Last year 3.7 million Australian households (36 percent of households), experienced some level of food insecurity. For most of these it was short term – while waiting for payday or for social security perhaps. But of these 3.7 million, 0.7 million were in chronic food insecurity.

These figures are taken from the Food Bank Hunger Report 2023.

We live in a bountiful land. The Australia Farm Institute notes that Australia exports enough food to feed more than twice its population. Apart from outback regions where there has been a serious neglect of road investment, our distribution systems are adequate to get food to all who need it. In Australia, of all countries, there is no physical reason anyone should go hungry.

As happened in the 1930s Great Depression, the problem lies in our economic structure, a structure shaped by the neoliberal idea of “small government” – an ideology embraced by both Coalition and Labor governments, and the Coalition idea that economic growth can be promoted by suppressing wages and social security transfers, and trusting that the benefits would trickle-down. Both public ideas have imposed a huge opportunity cost in terms of economic benefits forgone, and a huge cost in misery, including food insecurity.

Although these developments are long-term, it is becoming increasingly common for journalists to confirm the Coalition spin that we have a “cost-of-living crisis”, resulting from poor policy decisions by the Albanese government. The political narrative, expressed by commentators such as Michelle Grattan, is that cost-of-living pressure could restrict the government’s broader policy objectives, and could spend down its political capital very quickly.
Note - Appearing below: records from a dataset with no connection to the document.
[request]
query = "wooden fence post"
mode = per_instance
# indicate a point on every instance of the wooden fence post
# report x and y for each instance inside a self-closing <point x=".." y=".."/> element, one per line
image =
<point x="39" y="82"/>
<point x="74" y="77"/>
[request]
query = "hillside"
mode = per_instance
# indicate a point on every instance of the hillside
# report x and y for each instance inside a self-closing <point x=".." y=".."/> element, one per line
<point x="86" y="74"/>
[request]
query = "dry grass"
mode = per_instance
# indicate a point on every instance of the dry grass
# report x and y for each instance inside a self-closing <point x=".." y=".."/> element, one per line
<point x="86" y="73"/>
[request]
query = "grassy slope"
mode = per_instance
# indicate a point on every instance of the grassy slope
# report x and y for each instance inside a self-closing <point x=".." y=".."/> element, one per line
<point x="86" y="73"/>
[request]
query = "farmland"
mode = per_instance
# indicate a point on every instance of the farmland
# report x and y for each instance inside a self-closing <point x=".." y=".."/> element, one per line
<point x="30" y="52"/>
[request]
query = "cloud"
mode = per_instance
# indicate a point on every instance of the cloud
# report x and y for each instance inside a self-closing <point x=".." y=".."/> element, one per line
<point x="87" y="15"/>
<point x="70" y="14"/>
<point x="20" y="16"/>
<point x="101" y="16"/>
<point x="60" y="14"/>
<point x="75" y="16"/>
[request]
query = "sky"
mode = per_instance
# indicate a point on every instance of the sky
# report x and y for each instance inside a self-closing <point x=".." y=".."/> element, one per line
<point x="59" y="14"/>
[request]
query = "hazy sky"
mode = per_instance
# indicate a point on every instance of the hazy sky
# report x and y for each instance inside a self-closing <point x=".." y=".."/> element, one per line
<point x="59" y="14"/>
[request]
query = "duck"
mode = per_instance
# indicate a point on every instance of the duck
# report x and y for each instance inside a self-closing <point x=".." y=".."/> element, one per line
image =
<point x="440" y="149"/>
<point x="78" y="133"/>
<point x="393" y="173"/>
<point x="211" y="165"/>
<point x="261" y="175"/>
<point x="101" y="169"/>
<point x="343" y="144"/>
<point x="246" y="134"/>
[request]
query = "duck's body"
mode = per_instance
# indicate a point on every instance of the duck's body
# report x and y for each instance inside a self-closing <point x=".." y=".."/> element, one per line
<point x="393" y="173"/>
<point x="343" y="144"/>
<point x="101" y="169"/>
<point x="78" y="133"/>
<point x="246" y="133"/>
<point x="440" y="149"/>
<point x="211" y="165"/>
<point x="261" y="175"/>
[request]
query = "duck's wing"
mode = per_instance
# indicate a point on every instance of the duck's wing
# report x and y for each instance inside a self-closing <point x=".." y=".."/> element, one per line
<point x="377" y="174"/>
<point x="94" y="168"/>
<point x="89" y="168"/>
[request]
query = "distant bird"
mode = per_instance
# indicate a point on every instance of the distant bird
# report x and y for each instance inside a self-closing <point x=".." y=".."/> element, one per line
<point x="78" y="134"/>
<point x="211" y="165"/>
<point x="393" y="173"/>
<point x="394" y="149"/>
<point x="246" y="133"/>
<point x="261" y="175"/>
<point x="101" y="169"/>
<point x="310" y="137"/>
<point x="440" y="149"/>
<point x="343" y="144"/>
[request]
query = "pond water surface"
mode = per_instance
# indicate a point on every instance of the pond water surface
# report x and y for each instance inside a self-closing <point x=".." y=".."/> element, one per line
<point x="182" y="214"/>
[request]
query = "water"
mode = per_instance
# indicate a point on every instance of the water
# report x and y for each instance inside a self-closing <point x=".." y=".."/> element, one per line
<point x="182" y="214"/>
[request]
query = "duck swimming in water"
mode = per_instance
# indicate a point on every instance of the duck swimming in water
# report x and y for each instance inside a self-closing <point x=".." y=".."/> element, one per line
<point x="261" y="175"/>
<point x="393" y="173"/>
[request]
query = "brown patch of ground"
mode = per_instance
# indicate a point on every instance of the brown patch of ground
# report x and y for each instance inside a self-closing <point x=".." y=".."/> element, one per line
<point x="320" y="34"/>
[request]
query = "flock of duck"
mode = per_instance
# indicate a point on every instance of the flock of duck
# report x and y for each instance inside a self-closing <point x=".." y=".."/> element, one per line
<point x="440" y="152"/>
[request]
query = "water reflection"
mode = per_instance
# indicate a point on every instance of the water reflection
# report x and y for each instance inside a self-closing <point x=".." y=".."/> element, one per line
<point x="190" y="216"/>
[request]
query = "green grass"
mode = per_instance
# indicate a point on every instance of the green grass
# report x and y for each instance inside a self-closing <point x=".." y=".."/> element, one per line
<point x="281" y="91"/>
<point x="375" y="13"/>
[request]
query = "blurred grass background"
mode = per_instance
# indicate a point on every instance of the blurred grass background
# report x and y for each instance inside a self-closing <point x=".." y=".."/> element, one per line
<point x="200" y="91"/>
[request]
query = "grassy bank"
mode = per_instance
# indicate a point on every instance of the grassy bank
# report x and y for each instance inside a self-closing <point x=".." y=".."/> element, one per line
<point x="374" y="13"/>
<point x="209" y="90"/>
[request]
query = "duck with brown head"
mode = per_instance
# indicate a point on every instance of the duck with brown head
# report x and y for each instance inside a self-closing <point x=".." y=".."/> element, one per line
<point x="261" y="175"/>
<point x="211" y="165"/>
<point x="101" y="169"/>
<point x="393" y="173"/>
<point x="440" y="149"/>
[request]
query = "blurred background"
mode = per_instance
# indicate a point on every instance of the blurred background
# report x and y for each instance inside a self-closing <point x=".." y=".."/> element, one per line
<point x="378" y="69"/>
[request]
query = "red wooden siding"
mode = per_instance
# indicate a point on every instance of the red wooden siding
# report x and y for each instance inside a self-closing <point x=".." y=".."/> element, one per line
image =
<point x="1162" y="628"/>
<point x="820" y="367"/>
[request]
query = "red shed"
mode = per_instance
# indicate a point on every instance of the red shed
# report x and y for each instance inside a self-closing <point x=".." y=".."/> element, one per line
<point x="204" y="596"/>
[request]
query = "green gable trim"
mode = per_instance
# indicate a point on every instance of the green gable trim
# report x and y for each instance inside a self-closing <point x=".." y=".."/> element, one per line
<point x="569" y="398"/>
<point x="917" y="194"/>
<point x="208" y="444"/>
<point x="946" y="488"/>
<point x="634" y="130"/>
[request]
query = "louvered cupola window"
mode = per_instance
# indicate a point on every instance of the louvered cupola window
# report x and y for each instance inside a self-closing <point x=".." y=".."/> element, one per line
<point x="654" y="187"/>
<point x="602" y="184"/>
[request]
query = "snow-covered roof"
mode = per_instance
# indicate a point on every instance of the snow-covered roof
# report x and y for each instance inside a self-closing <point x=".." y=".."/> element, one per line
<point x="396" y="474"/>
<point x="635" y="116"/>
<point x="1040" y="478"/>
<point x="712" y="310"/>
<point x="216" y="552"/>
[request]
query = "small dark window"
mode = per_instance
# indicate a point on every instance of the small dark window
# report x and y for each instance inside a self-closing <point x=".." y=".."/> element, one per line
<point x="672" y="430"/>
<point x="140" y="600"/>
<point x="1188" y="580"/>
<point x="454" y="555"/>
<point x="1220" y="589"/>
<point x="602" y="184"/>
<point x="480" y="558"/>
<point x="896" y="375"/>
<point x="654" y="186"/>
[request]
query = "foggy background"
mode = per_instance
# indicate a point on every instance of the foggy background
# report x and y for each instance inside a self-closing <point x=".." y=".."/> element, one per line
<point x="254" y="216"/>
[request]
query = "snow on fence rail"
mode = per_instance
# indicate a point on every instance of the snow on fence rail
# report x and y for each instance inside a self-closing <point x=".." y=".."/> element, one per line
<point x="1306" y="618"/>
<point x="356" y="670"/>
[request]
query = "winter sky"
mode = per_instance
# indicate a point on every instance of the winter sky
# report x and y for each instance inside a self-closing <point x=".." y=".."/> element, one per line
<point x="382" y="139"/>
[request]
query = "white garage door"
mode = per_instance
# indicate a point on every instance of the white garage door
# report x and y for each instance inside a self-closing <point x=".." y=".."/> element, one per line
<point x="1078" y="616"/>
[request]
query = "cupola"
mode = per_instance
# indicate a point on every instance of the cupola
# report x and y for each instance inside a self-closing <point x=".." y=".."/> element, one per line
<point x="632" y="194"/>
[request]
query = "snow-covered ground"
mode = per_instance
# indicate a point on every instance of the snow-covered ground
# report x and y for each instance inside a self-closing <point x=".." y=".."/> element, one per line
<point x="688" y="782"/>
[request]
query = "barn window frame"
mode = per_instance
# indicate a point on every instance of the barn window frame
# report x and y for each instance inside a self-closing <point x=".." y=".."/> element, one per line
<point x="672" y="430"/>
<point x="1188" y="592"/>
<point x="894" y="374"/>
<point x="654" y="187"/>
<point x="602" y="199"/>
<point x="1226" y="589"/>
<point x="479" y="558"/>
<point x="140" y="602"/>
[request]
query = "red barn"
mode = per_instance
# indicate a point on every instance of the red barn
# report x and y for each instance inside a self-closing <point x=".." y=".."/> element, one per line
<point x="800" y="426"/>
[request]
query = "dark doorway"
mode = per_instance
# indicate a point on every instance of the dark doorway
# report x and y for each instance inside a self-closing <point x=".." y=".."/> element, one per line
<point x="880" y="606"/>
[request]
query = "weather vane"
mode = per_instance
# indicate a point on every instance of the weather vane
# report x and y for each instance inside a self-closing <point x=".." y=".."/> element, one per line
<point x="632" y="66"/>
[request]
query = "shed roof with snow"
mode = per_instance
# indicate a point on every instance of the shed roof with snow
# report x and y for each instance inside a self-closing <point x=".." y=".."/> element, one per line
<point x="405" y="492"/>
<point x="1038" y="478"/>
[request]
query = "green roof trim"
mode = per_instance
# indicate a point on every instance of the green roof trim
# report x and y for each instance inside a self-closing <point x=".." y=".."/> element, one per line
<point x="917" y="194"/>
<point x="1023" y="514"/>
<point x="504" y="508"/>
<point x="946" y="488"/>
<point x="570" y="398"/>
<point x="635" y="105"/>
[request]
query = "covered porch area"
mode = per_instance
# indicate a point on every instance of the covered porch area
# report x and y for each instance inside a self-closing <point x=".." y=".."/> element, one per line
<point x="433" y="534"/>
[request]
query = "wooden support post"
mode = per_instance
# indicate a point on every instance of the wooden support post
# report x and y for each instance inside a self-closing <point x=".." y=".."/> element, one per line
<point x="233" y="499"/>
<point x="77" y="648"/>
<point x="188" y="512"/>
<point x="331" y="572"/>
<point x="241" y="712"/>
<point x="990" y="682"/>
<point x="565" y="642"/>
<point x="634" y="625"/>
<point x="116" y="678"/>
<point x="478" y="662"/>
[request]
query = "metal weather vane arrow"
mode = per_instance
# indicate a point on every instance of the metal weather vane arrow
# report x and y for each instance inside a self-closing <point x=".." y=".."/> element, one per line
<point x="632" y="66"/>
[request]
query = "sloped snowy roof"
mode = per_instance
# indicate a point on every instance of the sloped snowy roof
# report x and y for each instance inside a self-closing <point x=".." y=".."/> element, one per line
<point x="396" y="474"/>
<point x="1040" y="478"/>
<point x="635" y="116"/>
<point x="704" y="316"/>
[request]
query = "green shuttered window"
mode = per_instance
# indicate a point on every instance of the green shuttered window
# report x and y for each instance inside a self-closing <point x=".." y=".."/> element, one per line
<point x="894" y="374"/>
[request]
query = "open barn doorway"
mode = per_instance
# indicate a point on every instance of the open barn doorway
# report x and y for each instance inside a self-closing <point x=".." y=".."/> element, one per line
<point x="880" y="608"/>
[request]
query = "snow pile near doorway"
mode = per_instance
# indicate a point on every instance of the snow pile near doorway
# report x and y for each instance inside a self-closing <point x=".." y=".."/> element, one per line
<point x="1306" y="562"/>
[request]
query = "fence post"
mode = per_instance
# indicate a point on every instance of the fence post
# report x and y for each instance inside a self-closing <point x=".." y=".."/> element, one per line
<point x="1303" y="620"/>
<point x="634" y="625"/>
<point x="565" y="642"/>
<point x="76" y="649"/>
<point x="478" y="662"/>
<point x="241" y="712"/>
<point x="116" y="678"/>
The trouble with this narrative is not so much that it could aid in the election of a Dutton government (as economically damaging as that prospect would be). More seriously it attributes our inability to achieve a morally acceptable distribution of income and opportunity to what a government can achieve in its first 18 months in office, when it has inherited an economic structure 25 years in its making.

Although Coalition governments were in office for 19 of these 25 years, if blame is to be allocated it should be to the public ideas that have infected the way politicians, lobbyists, journalists and others think about public policy. We all need to be thinking about our economic structure, rather than short-term policies.